Vor allem war es ja der Publikumsbambi, das heißt die Leute haben für dich angerufen.

Ja, das ist der ehrlichste Preis, quasi vom Volk gewählt zu werden. Das war schon echt toll und den kann mir auch keiner mehr nehmen! Egal was noch kommt, ich werde für immer ein Bambi-Preisträger sein!

Euer kleiner Luis ist ja mittlerweile drei Monate alt. Gibt es einen bestimmten Song, den Du ihm am liebsten vorsingst oder -spielst?

Ich singe ihm immer wieder eigene Sachen vor. Das ist jetzt kein Lied in dem Sinne, eher kleine Jingles mit einem Chorus. Das gefällt ihm immer sehr und er fängt an zu lachen. Ich versuche auch so viel wie möglich mit ihm zu singen und nehme ihn mit ans Piano in der Hoffnung, dass er das irgendwie aufsaugt und dadurch ein eventuelles Talent, was in ihm schlummert, schon mal stimuliert wird. Meine Frau spielt auch Klavier und singt auch sehr gut. Es würde mich auf jeden Fall wundern, wenn er absolut untalentiert ist, was Musik angeht. Wir werden sehen.
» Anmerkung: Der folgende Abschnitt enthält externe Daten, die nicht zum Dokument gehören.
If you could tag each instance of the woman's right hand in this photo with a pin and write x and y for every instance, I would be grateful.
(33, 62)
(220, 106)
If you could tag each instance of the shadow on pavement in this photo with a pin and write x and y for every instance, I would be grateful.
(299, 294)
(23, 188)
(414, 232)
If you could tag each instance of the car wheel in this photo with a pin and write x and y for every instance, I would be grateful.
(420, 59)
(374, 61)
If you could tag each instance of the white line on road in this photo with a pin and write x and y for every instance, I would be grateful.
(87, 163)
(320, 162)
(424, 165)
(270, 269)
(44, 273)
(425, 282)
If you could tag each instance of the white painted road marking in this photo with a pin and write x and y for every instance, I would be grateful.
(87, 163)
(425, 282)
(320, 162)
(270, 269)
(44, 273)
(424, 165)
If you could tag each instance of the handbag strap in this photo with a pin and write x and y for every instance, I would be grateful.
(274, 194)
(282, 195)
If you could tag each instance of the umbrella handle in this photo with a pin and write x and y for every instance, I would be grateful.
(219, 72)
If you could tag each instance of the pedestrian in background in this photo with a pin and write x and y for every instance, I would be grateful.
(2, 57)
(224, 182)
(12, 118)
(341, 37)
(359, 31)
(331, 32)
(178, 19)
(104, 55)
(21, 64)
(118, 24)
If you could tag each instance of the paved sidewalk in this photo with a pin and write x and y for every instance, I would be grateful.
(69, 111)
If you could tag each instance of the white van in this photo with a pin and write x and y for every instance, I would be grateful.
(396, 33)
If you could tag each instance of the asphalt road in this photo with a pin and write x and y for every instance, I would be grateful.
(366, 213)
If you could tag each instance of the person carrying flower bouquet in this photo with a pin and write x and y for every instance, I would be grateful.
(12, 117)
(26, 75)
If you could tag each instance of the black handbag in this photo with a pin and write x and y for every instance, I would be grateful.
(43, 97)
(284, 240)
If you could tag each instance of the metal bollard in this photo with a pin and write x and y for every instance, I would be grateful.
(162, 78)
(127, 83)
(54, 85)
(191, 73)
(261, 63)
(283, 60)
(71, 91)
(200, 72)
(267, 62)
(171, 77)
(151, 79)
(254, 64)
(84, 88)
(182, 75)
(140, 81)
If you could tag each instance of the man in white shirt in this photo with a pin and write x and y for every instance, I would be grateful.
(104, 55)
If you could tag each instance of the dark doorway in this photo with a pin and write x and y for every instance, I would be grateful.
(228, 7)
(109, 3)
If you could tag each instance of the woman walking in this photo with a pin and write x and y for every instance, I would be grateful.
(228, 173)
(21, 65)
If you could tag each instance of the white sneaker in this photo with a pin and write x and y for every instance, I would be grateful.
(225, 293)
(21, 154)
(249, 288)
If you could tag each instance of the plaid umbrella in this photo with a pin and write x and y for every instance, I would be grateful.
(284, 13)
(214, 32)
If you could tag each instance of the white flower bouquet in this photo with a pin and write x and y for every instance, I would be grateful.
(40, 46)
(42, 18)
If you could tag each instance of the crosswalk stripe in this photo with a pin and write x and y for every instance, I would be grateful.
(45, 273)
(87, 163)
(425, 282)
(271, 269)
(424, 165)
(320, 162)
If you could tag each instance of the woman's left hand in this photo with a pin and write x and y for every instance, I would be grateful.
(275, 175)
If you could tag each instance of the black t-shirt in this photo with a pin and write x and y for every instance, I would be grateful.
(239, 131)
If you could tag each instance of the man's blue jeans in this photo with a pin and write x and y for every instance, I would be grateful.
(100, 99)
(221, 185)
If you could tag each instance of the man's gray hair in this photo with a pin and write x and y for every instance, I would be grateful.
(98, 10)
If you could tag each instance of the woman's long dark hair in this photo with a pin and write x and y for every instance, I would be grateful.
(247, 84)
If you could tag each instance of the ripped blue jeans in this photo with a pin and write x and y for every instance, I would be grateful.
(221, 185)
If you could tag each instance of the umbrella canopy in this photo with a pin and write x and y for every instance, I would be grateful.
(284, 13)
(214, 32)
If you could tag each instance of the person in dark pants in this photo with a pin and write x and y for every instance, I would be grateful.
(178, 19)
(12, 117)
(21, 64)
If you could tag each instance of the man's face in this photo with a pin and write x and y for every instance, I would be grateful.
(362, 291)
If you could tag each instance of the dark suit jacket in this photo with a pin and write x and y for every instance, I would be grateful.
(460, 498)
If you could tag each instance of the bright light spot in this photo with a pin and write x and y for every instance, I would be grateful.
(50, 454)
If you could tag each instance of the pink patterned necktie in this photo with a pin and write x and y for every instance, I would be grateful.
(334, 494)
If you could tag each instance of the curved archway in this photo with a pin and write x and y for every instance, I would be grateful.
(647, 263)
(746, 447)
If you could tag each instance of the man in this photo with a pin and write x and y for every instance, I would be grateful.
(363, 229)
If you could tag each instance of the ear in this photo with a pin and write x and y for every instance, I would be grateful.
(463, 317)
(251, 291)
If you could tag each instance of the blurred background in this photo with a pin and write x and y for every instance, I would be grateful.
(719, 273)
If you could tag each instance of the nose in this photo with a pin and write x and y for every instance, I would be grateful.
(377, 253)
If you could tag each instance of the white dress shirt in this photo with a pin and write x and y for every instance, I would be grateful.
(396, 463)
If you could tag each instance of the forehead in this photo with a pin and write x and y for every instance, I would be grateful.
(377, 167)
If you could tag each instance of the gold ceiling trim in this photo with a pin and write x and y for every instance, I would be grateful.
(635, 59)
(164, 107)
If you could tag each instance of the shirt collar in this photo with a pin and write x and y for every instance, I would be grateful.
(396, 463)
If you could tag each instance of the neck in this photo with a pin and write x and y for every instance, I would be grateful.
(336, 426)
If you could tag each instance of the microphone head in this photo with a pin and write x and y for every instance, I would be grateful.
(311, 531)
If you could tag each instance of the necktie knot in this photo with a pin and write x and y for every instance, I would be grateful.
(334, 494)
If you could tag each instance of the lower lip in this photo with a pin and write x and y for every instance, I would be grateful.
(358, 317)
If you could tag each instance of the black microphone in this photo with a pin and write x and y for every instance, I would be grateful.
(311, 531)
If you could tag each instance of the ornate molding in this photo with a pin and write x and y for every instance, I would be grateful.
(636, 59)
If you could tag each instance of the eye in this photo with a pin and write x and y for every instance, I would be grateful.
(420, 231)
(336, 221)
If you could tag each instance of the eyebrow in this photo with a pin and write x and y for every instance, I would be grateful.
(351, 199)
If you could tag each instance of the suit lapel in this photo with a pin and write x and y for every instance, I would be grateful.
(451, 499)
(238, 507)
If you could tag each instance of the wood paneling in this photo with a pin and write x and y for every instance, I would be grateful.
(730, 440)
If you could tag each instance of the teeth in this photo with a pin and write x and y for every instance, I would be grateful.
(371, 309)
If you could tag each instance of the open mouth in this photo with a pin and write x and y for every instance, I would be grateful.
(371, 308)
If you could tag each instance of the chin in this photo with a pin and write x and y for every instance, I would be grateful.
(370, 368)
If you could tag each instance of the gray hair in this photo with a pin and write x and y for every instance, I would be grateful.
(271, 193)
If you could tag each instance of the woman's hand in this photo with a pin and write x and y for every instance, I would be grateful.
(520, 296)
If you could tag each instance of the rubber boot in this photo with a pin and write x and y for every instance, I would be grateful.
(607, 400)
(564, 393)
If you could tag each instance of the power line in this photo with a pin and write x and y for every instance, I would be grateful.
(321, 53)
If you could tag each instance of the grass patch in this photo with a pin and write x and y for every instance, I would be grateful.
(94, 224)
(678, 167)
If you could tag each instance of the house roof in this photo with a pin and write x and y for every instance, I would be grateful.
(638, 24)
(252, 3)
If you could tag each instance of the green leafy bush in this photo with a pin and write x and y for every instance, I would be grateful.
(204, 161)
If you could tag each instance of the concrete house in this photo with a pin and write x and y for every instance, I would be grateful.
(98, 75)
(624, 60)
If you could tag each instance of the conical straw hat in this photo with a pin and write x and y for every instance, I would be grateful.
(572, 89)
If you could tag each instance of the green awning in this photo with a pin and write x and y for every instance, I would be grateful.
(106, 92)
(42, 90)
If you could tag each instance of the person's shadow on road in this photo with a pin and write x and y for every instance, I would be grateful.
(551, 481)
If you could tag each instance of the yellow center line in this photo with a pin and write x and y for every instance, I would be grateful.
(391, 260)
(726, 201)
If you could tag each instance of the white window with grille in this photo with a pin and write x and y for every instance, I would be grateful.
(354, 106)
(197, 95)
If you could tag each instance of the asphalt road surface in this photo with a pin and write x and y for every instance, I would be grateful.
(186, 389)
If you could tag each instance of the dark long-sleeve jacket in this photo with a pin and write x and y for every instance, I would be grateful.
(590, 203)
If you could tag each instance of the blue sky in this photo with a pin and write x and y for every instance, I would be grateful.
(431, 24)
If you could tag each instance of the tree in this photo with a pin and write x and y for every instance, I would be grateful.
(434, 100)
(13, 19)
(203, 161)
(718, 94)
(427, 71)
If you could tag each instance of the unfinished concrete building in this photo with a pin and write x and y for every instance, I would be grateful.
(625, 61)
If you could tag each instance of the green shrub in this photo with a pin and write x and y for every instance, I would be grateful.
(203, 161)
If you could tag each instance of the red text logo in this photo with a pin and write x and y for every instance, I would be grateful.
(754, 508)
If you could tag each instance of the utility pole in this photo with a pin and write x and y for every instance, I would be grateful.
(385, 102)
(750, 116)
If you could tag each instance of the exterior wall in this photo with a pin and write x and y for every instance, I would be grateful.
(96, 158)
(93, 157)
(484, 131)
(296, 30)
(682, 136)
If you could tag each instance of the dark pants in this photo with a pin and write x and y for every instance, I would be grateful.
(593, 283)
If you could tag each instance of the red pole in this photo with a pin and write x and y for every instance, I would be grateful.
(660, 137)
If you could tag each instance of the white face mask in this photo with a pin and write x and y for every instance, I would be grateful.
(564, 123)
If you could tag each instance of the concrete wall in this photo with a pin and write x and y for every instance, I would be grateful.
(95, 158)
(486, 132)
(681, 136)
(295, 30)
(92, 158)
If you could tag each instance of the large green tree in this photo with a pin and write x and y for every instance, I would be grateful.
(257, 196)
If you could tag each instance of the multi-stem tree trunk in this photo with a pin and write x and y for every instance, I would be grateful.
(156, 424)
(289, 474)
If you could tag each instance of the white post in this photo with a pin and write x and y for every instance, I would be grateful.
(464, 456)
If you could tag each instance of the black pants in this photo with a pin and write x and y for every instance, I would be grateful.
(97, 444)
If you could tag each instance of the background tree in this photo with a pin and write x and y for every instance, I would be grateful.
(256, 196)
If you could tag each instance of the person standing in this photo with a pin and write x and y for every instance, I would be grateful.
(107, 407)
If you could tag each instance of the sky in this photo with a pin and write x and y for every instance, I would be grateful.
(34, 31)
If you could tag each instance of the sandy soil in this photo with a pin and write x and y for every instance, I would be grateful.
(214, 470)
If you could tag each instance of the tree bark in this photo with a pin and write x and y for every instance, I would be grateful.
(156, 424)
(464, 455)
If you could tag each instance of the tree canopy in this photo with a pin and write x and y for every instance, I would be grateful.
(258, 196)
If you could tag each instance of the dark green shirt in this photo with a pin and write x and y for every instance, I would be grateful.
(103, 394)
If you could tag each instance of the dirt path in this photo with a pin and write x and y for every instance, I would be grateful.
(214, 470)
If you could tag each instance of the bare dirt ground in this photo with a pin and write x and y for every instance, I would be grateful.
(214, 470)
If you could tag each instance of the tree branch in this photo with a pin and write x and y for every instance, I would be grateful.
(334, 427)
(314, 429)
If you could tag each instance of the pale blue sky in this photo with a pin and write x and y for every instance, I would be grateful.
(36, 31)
Arbeitest Du derzeit an neuen Songs? Dürfen wir uns im kommenden Jahr auf ein neues Album freuen?

Oh ja! Im Herbst des nächsten Jahres kommt ein neues Album. Aber es gibt auch dieses Jahr noch einen neuen Song, und zwar am 14. Dezember. Das ist ein Song aus der ESC-Zeit, weil viele immer gefragt haben, ob man nicht auch die anderen Songs zu hören bekommen kann, die ich damals geschrieben habe. Also haben wir uns entschieden, diesen einen Song zu veröffentlichen. Es wird eine Ballade sein über das gleiche Thema wie „You Let Me Walk Alone“. Es ist einfach ein schöner Song bei dem ich dachte, dass wir den gern als Weihnachts-Goodie veröffentlichen wollen. Damit die Leute auch hören können, was ich damals alles getrieben habe und ich bin einfach auch total stolz auf den Song. Es wird darüber hinaus noch einen weiteren Song dieses Jahr geben, ein Projekt mit einem Radiosender. Es kommt also auf jeden Fall noch etwas an Musik dieses Jahr. Ich schreibe außerdem gerade schon wieder fleißig für die nächste richtige Single, die Ende Januar/Anfang Februar erscheinen soll. Dementsprechend ist gerade alles „on fire“. Und da wir im Januar nach Neuseeland in den Urlaub fliegen bis zu Teil zwei der Tour, muss praktisch dieses Jahr noch alles im Kasten sein. Sonst könnte ich mir nicht erlauben, drei bis vier Wochen weg zu sein.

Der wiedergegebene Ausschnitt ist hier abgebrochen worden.